Cela ne durera pas, et il n’est pas bon que cela dure. Mais c’est ainsi pour l’instant, et ceux qui dominent encore, même s’ils ont perdu la présidence, tentent d’étouffer dès maintenant le nouveau gouvernement sous les conditions et les pressions de leurs alliés extérieurs (car il n’y pas aujourd’hui en Bolivie de magnat capable de taper du poing sur la table pour imposer à la nation opprimée un Pacte de Chapultepec) et de leurs groupes locaux les plus insolents et réactionnaires, comme l’oligarchie raciste de Santa Cruz de la Sierra et d’autres régions.

Quant à la suite, on verra bien. Mais pour le voir, ça n’avance à rien de discuter des personnalités du président et du vice-président, de soupeser chaque jour leurs paroles, de scruter l’âme de leurs conseillers, de faire des comparaisons avec Néstor Kirchner ou avec Luiz Inacio Lula da Silva (qui ont chacun assumé le gouvernement dans des élections, des conditions, et des pays radicalement différents). Pour le voir, aujourd’hui, il faut évaluer la force avec laquelle la marée peut continuer à monter et les questions que le mouvement populaire, nécessairement hétérogène, devra affronter dans l’immédiat [1] .

La Bolivie est toujours en pleine révolution, la première du XXIe siècle, et une révolution est un processus de fond qui oblige chacun, qu’il le veuille ou non, à prendre position, à l’intérieur comme à l’extérieur. La lumière claire et intense qu’elle diffuse ne tolère pas les demi-teintes, les subterfuges politiques, les astuces rhétoriques.

Une révolution n’est pas une secousse qui se produirait à l’intérieur d’un État, de ses institutions et de son personnel politique. Elle vient d’en bas et du dehors. Elle survient quand passent au premier plan de la scène, avec la violence de leurs corps et la colère de leurs âmes, celles et ceux qui sont toujours, précisément, en bas et en dehors : les oubliés de toujours, les dirigés, ceux que les dirigeants ne considèrent que comme somme de votants, clientèle électorale, masse manipulable, de la chair à enquêtes. Elle survient quand celles et ceux-là font irruption, se donnent un but politique, s’organisent selon leurs propres décisions et connaissances et, avec lucidité, réflexion et violence, font pénétrer leur monde dans celui de ceux qui commandent et, comme ils viennent de le faire une fois encore en Bolivie, parviennent à leurs fins.
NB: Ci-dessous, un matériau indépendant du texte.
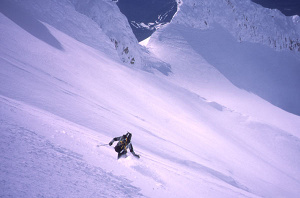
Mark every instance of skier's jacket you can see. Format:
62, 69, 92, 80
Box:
109, 132, 139, 158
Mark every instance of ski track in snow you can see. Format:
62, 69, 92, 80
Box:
0, 95, 142, 197
0, 0, 300, 198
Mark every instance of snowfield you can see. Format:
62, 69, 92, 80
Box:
0, 0, 300, 198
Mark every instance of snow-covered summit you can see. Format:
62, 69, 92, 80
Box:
173, 0, 300, 52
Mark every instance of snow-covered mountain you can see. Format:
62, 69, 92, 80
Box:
0, 0, 300, 198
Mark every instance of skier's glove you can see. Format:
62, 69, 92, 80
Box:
132, 152, 140, 158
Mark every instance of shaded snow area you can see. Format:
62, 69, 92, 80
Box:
0, 0, 300, 198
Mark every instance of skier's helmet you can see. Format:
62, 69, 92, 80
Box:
115, 145, 122, 153
126, 132, 132, 142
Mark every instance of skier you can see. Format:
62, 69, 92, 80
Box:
109, 132, 140, 159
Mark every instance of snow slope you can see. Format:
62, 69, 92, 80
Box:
0, 0, 300, 197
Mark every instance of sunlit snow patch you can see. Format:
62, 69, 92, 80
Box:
139, 37, 150, 46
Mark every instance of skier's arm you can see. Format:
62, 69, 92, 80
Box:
109, 136, 122, 146
128, 143, 140, 158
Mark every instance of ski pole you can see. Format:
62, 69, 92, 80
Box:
97, 144, 109, 147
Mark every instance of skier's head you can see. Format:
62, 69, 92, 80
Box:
115, 145, 122, 153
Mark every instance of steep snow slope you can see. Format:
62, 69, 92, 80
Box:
149, 1, 300, 115
0, 1, 300, 197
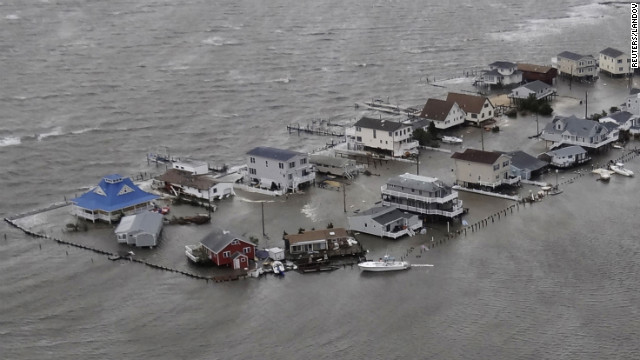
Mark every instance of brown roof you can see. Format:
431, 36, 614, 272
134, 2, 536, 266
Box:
451, 149, 502, 164
420, 99, 455, 121
518, 63, 553, 74
447, 93, 491, 114
157, 169, 217, 190
284, 228, 349, 244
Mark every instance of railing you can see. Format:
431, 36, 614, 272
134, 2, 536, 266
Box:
380, 184, 458, 204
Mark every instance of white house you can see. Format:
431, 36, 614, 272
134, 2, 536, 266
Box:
171, 159, 209, 175
598, 111, 640, 135
154, 169, 235, 201
345, 117, 418, 157
420, 99, 467, 129
380, 173, 464, 218
598, 48, 631, 76
540, 115, 619, 149
540, 145, 591, 168
447, 93, 495, 126
557, 51, 598, 79
349, 206, 422, 239
115, 211, 163, 247
247, 146, 316, 192
477, 61, 522, 85
509, 80, 556, 101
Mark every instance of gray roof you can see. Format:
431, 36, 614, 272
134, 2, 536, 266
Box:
600, 48, 624, 58
489, 61, 516, 68
247, 146, 304, 161
200, 228, 250, 253
547, 145, 587, 157
354, 116, 409, 131
387, 173, 451, 197
558, 51, 593, 61
522, 80, 551, 93
504, 150, 547, 171
544, 115, 609, 138
115, 211, 163, 234
607, 111, 633, 125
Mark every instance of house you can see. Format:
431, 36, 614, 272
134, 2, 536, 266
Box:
284, 228, 353, 255
345, 117, 418, 157
557, 51, 598, 79
115, 211, 163, 247
71, 174, 158, 223
247, 146, 316, 192
451, 149, 520, 189
540, 145, 591, 168
501, 150, 548, 180
476, 61, 522, 86
517, 63, 558, 86
447, 93, 495, 126
200, 228, 256, 269
598, 48, 632, 77
349, 206, 422, 239
309, 154, 359, 178
509, 80, 556, 102
420, 99, 466, 129
540, 115, 618, 150
380, 173, 464, 218
624, 88, 640, 115
171, 159, 209, 175
154, 168, 235, 201
598, 111, 640, 135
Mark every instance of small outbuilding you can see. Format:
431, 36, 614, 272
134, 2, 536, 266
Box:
115, 211, 163, 247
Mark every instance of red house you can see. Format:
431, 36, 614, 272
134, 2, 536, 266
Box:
200, 229, 256, 269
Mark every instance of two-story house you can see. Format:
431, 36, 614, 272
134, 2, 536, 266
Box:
598, 48, 631, 76
477, 61, 522, 86
540, 115, 619, 149
451, 149, 520, 189
380, 174, 463, 218
345, 117, 418, 157
247, 146, 316, 192
557, 51, 598, 79
420, 99, 467, 129
447, 93, 495, 126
Et ce qui viendra après, viendra après.


[1Les défis d’Evo Morales :

• La relation à la terre : la défense, la stabilisation et la légalisation des plantations de coca ; la réforme agraire complète, dans l’altiplano et dans les vallées et les plaines d’Occident.

• La relation des organisations avec le nouveau gouvernement : la prévisible expansion des multiples organisations du peuple : coordinations, assemblées de voisinage, syndicats, municipalités, églises, fédérations, écoles et universités, un monde en ébullition après la victoire électorale, avec les inévitables différends internes qui sont le prix légitime de la vie démocratique.

• La relation de la nation avec elle-même : les photos des festivités populaires disent vrai quand elles montrent les femmes au premier plan, espace qu’elles ont gagné de haute lutte et défendront de même ; le combat, organisé, matériel, et non simplement juridique, contre l’oppression raciale inhérente à l’actuel État bolivien ; l’Assemblée constituante et la nouvelle constitution ; la redistribution des ressources et des charges fiscales ; l’éducation pour tous et toutes, la santé, les droits sociaux effectifs.

• La relation avec le monde, face aux États-Unis, à ses instruments financiers et militaires de pression et à son allié fidèle et loyal serviteur, l’actuel gouvernement mexicain du président Vicente Fox ; près de Cuba et du Venezuela ; près des mouvements andins, indigènes et populaires de l’Équateur et du Pérou et du mouvement paysan du Brésil ; et à la recherche d’une prise de position des gouvernements du Brésil, de l’Argentine et de l’Uruguay qui devront, dans leur relation géopolitique et économique avec la Bolivie, aujourd’hui plus que jamais, se définir sur leurs relations réelles et leurs intentions à l’égard de leurs propres peuples, du Mercosur et du futur indépendant et démocratique de l’Amérique Latine.